No, it doesn't need to track owner info from a DAX page.  What it needs to
do is ask the filesystem.
Dave Chinner Aug. 10, 2020, 9:10 p.m. UTC | #4
On Mon, Aug 10, 2020 at 12:16:57PM +0100, Matthew Wilcox wrote:
> On Mon, Aug 10, 2020 at 04:15:50PM +0800, Ruan Shiyang wrote:
> > 
> > 
> > On 2020/8/7 下午9:38, Matthew Wilcox wrote:
> > > On Fri, Aug 07, 2020 at 09:13:28PM +0800, Shiyang Ruan wrote:
> > > > This patchset is a try to resolve the problem of tracking shared page
> > > > for fsdax.
> > > > 
> > > > Instead of per-page tracking method, this patchset introduces a query
> > > > interface: get_shared_files(), which is implemented by each FS, to
> > > > obtain the owners of a shared page.  It returns an owner list of this
> > > > shared page.  Then, the memory-failure() iterates the list to be able
> > > > to notify each process using files that sharing this page.
> > > > 
> > > > The design of the tracking method is as follow:
> > > > 1. dax_assocaite_entry() associates the owner's info to this page
> > > 
> > > I think that's the first problem with this design.  dax_associate_entry is
> > > a horrendous idea which needs to be ripped out, not made more important.
> > > It's all part of the general problem of trying to do something on a
> > > per-page basis instead of per-extent basis.
> > > 
> > 
> > The memory-failure needs to track owners info from a dax page, so I should
> > associate the owner with this page.  In this version, I associate the block
> > device to the dax page, so that the memory-failure is able to iterate the
> > owners by the query interface provided by filesystem.
> 
> No, it doesn't need to track owner info from a DAX page.  What it needs to
> do is ask the filesystem.

Just to add to this: the owner tracking that is current done deep
inside the DAX code needs to be moved out to the owner of the dax
device.
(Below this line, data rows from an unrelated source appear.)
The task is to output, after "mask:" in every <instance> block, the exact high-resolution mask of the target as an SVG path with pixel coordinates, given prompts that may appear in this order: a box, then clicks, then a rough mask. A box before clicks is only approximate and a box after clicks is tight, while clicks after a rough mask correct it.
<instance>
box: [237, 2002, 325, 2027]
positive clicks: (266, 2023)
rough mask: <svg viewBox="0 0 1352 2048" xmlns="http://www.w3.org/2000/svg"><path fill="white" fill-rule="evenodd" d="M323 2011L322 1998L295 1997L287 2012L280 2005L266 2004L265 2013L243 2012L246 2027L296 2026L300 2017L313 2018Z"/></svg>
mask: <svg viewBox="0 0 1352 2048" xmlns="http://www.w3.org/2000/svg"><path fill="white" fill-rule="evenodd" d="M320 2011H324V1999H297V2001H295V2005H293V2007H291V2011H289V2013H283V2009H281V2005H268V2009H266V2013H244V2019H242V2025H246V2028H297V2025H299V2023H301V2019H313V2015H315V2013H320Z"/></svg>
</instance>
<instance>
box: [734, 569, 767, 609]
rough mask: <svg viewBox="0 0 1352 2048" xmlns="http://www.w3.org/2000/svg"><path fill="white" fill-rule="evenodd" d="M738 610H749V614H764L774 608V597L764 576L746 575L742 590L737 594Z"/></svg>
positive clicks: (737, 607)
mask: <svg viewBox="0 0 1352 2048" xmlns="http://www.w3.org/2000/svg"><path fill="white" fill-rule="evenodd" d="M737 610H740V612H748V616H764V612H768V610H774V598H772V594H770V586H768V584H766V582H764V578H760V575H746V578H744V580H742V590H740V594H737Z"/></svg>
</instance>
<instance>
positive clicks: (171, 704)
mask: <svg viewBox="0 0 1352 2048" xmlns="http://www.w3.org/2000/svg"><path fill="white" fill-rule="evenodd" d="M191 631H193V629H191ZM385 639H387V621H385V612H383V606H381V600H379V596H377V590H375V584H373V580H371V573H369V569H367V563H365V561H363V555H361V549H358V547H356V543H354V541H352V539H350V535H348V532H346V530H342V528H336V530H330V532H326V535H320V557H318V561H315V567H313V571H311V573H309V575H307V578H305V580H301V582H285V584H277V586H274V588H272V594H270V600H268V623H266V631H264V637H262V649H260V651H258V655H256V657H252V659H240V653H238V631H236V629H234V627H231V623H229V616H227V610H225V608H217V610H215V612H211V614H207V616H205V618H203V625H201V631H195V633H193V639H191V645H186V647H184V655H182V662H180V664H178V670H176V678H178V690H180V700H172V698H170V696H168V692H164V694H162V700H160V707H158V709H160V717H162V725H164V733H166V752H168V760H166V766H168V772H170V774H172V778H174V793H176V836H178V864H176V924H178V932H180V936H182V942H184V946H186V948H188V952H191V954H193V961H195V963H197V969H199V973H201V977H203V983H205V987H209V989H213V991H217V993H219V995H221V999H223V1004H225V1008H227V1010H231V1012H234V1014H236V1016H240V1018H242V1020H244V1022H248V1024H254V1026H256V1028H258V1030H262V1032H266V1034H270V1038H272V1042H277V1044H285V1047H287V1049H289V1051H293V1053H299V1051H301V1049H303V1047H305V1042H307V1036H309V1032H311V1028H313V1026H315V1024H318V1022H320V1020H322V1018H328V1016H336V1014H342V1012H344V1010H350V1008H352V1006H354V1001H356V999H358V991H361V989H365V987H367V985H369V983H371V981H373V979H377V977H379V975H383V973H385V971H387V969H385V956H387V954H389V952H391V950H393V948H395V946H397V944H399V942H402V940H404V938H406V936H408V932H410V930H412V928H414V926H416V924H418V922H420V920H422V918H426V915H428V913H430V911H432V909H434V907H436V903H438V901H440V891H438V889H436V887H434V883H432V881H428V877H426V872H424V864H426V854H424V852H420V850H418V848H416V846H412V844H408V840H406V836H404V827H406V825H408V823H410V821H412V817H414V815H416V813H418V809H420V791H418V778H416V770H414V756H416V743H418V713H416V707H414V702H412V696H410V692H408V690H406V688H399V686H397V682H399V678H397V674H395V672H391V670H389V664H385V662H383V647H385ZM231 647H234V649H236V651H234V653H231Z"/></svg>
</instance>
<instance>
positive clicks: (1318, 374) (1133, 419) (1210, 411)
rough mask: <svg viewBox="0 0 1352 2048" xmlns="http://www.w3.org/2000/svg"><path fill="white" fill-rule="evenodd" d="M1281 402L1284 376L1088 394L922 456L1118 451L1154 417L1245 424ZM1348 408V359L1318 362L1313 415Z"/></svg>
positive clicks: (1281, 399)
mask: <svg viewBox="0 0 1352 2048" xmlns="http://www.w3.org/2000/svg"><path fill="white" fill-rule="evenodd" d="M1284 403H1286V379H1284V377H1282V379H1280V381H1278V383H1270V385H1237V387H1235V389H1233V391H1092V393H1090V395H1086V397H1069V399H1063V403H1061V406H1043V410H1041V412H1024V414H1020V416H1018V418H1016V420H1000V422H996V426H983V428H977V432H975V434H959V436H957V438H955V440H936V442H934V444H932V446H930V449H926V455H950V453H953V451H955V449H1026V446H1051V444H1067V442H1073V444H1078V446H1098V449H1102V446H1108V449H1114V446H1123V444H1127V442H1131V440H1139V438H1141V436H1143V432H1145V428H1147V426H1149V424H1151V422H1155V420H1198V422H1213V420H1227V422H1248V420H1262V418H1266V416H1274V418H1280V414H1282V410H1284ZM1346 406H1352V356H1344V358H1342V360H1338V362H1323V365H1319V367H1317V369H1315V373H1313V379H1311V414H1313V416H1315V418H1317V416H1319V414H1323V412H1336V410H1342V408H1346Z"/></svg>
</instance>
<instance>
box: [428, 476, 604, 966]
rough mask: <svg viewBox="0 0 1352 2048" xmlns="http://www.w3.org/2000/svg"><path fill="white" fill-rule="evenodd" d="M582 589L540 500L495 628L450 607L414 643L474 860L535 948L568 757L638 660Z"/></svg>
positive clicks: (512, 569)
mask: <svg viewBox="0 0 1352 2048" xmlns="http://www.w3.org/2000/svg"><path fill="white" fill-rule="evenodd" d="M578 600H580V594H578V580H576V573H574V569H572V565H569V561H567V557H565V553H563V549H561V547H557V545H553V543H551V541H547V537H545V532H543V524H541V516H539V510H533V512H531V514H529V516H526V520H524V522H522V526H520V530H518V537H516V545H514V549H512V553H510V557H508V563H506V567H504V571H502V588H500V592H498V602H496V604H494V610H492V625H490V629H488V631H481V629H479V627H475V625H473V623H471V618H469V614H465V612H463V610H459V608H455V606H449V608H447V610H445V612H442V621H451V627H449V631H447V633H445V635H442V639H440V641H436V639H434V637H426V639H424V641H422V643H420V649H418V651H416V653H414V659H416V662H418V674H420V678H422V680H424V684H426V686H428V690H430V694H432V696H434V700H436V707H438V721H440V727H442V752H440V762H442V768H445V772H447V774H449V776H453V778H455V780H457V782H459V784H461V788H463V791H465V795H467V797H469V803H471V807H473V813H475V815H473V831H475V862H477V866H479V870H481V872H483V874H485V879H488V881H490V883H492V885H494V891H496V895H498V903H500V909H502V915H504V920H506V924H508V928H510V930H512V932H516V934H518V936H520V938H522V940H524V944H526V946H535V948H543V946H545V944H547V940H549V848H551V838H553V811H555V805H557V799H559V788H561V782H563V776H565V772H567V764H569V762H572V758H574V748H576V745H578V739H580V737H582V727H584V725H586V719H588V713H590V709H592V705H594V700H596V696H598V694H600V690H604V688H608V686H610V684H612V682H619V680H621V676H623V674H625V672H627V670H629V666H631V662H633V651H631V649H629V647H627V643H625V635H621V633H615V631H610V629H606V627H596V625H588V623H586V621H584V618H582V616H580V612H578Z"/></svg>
That may be the dax device itself, or it may be a filesystem
like ext4 or XFS. Initially, nothing will be able to share pages and
page owner tracking should be done on the page itself as the DAX
code currently does.

Hence when a page error occurs, the device owner is called with the
page and error information, and the dax device or filesystem can
then look up the page owner (via mapping/index pointers) and run the
Die Userspace Die functions instead of running this all internally
in the DAX code.

Once the implementation is abstracted and controlled by the device
owner, then we can start working to change the XFS implementation to
support shared pages....

Cheers,

Dave.